Hey, have you looked at this screenplay I'm putting together? Yeah, it's pretty good! Hey, take a look at this one character; the kind-hearted defense lawyer is sick that he has to defend this Mike Crichton, a futurist science fiction writer whose attempts at transhuman research led to the death of five homeless "test subjects." Oh, and he, uh, raped goats or something, between the homeless people deaths.

Yeah, you see that? That's tasteless, crude, and about as subtle as an unstoppable force hitting an immovable object. Of course, that doesn't mean it'll stop "Mike" Crichton himself:

The next page contains fleeting references to Crowley as a "weasel" and a "dickhead," and, later, "that political reporter who likes little boys." But that's it--Crowley comes and goes without affecting the plot. He is not a character so much as a voodoo doll. Knowing that Crichton had used prior books to attack very real-seeming people, I was suspicious. Who was this Mick Crowley? A Google search turned up an Irish Workers Party politician in Knocknaheeny, Ireland. But Crowley's tireless advocacy for County Cork's disabled seemed to make him an unlikely target of Crichton's ire. And that's when it dawned on me: I happen to be a Washington political journalist. And, yes, I did attend Yale University. And, come to think of it, I had recently written a critical 3,700-word cover story about Crichton. In lieu of a letter to the editor, Crichton had fictionalized me as a child rapist. And, perhaps worse, falsely branded me a pharmaceutical-industry profiteer.

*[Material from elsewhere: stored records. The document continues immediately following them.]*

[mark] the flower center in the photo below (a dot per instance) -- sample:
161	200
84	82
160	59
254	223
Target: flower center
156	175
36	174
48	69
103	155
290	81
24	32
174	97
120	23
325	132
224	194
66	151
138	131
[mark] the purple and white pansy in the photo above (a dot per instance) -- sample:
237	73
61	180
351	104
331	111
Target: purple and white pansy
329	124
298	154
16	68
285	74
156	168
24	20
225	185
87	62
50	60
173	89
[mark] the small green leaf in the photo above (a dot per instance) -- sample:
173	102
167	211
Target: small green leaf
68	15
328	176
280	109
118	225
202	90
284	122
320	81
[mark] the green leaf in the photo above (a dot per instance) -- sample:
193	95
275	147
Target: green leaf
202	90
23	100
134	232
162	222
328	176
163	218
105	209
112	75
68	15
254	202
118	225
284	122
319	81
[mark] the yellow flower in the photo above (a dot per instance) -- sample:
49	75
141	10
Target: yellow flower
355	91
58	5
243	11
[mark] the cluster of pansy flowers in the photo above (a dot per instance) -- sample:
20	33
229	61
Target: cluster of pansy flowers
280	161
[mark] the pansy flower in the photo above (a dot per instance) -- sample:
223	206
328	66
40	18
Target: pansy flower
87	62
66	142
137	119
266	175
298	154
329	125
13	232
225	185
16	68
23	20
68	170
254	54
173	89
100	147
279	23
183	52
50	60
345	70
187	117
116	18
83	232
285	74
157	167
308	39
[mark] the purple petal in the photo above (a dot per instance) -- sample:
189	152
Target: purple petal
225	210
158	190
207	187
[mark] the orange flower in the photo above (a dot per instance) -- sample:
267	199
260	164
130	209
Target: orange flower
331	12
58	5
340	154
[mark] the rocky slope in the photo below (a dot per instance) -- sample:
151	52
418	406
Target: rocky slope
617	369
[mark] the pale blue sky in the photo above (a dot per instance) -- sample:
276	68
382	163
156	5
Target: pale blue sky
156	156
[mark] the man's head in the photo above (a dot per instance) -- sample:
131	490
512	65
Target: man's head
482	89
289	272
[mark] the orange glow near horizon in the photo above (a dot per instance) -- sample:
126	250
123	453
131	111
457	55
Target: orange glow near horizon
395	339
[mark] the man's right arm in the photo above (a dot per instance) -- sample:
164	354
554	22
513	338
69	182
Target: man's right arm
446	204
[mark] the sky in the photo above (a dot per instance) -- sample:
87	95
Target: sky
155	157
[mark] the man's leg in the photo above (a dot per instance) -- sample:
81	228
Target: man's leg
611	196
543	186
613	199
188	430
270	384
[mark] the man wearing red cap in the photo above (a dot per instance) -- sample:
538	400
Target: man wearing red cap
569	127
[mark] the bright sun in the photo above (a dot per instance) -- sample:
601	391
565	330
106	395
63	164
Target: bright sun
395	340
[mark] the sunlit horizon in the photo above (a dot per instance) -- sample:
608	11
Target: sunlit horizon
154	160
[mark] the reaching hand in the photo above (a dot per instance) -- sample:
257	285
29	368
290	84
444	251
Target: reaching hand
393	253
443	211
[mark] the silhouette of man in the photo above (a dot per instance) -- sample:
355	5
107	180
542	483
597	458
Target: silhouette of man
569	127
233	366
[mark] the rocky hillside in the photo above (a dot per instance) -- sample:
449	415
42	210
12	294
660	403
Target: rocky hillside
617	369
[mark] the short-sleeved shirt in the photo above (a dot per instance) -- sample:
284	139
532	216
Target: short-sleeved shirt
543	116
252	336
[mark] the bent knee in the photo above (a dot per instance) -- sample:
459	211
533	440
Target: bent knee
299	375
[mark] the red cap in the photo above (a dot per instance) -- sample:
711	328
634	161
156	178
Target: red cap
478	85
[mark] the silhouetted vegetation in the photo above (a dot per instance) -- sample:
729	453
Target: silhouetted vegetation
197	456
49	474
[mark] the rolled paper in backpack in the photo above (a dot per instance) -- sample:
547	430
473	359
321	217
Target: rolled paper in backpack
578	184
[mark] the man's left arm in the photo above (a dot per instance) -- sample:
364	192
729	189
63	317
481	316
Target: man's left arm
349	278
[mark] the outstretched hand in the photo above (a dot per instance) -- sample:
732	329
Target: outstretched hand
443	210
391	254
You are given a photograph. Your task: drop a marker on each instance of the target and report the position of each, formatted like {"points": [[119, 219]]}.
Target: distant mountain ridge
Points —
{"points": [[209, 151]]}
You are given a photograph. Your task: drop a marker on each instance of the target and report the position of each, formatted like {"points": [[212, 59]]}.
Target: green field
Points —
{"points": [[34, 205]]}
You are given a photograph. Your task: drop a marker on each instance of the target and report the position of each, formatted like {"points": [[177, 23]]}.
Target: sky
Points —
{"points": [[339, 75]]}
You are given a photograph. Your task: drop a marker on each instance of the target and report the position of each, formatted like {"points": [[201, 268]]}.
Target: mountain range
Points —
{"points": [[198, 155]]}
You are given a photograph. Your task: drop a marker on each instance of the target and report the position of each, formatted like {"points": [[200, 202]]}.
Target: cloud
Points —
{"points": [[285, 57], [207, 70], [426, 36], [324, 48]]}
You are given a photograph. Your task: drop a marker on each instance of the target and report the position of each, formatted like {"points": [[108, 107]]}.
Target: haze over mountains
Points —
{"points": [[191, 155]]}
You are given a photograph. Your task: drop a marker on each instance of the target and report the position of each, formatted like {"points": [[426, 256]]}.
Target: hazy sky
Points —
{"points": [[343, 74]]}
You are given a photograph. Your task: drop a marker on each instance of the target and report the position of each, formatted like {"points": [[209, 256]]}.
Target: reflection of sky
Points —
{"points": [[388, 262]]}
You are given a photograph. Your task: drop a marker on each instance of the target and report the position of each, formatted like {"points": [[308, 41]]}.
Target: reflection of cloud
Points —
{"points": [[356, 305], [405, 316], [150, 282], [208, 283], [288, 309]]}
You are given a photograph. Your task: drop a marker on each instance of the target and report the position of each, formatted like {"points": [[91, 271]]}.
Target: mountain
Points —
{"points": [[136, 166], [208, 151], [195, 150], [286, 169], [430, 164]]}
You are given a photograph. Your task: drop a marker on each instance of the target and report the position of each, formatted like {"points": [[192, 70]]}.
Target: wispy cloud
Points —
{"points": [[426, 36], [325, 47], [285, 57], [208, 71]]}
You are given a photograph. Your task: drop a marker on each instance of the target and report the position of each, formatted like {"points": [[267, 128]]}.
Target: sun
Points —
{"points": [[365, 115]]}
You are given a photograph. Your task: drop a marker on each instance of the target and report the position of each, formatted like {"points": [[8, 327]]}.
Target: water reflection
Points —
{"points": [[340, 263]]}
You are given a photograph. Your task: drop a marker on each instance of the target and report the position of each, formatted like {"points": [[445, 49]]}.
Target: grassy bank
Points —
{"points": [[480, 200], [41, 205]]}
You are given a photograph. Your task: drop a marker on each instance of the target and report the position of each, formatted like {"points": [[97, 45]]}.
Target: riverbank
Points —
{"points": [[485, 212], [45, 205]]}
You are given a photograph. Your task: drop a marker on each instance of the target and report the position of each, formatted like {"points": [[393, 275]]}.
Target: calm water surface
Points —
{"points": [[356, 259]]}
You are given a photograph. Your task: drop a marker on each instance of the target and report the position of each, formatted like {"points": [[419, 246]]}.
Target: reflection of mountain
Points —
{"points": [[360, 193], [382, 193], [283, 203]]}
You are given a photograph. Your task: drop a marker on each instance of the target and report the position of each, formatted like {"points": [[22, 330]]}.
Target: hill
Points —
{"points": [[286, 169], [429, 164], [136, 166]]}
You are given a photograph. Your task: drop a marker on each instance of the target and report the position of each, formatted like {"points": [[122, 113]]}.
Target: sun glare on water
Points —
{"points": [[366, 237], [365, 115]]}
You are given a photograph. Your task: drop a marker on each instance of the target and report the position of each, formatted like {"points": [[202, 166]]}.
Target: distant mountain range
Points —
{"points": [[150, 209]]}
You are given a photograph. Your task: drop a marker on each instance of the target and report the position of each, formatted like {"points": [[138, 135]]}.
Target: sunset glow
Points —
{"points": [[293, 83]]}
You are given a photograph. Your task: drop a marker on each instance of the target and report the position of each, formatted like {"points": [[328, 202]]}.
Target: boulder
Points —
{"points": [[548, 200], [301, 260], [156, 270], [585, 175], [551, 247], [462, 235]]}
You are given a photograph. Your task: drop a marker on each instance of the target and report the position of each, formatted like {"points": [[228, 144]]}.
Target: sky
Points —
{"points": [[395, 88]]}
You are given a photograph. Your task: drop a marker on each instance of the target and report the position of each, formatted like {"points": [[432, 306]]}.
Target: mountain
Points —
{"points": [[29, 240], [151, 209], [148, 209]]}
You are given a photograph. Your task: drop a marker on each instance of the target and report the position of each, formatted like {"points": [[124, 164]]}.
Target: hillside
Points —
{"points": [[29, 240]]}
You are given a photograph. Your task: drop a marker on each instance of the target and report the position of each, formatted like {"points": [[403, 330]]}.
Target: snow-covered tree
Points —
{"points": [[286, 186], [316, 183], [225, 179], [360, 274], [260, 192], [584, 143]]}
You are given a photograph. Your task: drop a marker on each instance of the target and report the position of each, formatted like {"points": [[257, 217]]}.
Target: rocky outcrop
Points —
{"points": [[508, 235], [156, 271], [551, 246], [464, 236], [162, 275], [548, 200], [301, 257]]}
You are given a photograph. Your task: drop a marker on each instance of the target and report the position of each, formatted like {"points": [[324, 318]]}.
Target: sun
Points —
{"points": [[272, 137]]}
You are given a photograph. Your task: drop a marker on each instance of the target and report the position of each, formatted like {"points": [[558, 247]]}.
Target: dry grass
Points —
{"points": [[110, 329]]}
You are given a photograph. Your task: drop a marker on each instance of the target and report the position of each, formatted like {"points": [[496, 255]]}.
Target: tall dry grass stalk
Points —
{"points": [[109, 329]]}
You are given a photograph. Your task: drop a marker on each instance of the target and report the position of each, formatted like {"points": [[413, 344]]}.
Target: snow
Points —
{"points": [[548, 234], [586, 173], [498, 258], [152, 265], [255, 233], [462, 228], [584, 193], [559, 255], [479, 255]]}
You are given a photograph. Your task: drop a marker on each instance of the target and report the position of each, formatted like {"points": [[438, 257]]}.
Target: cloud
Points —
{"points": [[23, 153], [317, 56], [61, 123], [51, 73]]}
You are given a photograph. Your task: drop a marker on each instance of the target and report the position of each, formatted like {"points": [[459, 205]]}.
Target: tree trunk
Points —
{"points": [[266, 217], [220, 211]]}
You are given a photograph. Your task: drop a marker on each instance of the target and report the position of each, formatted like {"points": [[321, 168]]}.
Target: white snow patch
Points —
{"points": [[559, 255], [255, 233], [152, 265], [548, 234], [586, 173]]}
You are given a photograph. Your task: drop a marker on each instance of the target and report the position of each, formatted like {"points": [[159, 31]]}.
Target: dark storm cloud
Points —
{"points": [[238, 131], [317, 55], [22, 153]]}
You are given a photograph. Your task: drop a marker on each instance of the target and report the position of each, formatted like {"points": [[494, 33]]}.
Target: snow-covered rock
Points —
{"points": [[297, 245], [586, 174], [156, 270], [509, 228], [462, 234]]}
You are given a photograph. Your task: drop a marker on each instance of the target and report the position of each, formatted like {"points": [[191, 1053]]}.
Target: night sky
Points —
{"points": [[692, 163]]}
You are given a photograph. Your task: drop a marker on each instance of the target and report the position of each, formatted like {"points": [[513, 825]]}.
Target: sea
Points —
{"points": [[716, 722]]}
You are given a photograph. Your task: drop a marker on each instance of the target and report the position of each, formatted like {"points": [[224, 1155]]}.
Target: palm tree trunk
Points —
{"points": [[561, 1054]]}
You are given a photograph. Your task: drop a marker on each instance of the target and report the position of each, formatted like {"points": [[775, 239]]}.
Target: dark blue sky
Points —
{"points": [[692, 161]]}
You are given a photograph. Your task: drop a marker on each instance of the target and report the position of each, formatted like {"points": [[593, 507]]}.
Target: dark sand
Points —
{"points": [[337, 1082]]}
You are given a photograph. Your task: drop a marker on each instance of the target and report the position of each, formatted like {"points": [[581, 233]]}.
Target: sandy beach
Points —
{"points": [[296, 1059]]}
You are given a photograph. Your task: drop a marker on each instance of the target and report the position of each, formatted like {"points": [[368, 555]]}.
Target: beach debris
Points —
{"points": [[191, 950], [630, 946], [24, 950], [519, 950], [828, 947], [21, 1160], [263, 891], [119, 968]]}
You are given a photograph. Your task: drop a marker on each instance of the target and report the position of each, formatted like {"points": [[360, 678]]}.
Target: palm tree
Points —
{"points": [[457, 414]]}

That's right, folks; Michael Crichton didn't like the fact that Michael Crowley pointed out holes in his research for State of Fear (speaking of Crichton's trademark subtlety, apparently, environmentalists aren't beyond mass murder, and Martin Sheen is a clueless liberal who will likely get eaten by cannibals). So Crichton spends all of two pages in his next book painting "Mick" Crowley as a child molester with no self control whatsoever. Oh, and a tiny penis.

Y'know, I wonder what would happen if we stuck Aaron Sorkin and Michael Crichton in a sealed vault. Would they rant about the many injustices against them until they run out of oxygen? Go against each other like fighting dogs? Or would they explode, like overly pretentions matter exposed to self-entitled antimatter?